Her attitude gets worse when it comes to stock transportation.  Helen does not think twice about using the shuttle’s boot with its faulty catch mechanism to go to market to pick up some calves.  Through practise, she now knows that she can fit 3 calves in the boot.  If they have scours though, one of them is not going to like the entire trip home! 
On one noteworthy market day, Helen had yours truly as a helper/witness.  We chased the calves around their pens holding on to their ears, tails, back legs or as Helen prefers their testicles.  They are less likely to make sudden movements she reckons.  Anyway we had ‘loaded’ them into the boot and had asked them to breath in as we jammed the door shut behind them for the trip home.  We just had one stop to make.  Might have been Huw’s basketball.  Driving through the streets of Shepparton at 60 clicks the boot door flies open and the calves tumble out onto the open road and freedom.  They are a little shocked and check themselves for broken legs and internal injuries which allows us to catch two of them quite easily.  The third calf gives us the run around before mum can put hand to testicles.  Unsurprisingly they are more reluctant to get in the boot the second time.  

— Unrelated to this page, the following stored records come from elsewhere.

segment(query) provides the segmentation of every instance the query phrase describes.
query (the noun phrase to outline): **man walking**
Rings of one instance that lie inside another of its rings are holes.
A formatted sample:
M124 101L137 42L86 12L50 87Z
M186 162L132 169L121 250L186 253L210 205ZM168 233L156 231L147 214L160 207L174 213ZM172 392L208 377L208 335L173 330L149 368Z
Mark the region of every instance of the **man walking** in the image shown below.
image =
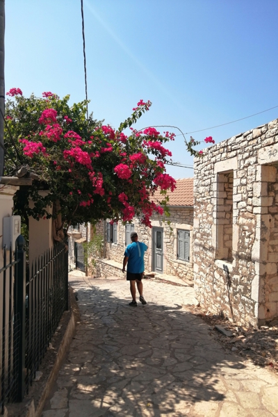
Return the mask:
M127 263L126 281L130 281L130 291L132 296L132 301L129 305L131 307L137 307L136 283L140 294L139 300L142 304L147 304L143 297L142 277L145 270L144 254L147 250L147 246L142 242L138 242L138 236L136 231L131 233L131 243L126 246L124 252L122 272L125 272Z

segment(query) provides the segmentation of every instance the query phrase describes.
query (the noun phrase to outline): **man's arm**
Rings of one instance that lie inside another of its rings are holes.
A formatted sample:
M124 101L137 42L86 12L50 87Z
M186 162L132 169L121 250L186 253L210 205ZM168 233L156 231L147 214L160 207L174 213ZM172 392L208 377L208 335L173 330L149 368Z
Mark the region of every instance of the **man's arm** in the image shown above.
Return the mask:
M122 263L122 272L126 272L126 265L127 263L128 260L129 260L129 256L124 256L124 261Z

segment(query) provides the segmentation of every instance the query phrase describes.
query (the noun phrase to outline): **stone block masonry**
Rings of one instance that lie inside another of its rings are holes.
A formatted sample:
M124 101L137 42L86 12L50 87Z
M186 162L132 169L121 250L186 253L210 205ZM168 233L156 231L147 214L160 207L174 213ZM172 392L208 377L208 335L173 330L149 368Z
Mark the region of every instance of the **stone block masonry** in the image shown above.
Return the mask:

She married young, had kids young and has been heard telling anyone within earshot that she regretted both.  Helen was once a young mother who was struggling to raise her multitude of children whilst Danny worked like a beaver on the CBD dam for a basic wage.   

She is filled with culture and other developmental bacteria.  She is an avid, frothing at the mouth, student of all languages.  She now has a smattering of Pigeon Italian/Albanian/Turkish crossed with German and essence of cow.  Please do not be fooled by her professions of school learning and or fluency.  Do not use her translating skills for court appearances or anything more serious than a laugh. 

As her nest has emptied of those unfeeling ungrateful chicks, Helen’s rebelliousness has made a reappearance manifesting itself in social justice campaigns and side saddle riding of the fag bandwagon. 

This is the flippant anarchistic self destructive Helen.  She loves to show this side of her personality to people to show that she is down with the scene and worthy and demanding of your respect.  

To be totally truthful to Hel here, there’s that balancing urge to spend her Friday evenings in front of the box, chocky bowl at arms reach having her crusty soles massaged with moisturising ointment by her man servant.  Those are good nights aren’t they hel?  Ok to keep up the street rep she does dent the bottle of whisky in the pantry or drink herself to G’n’T couch snooze oblivion.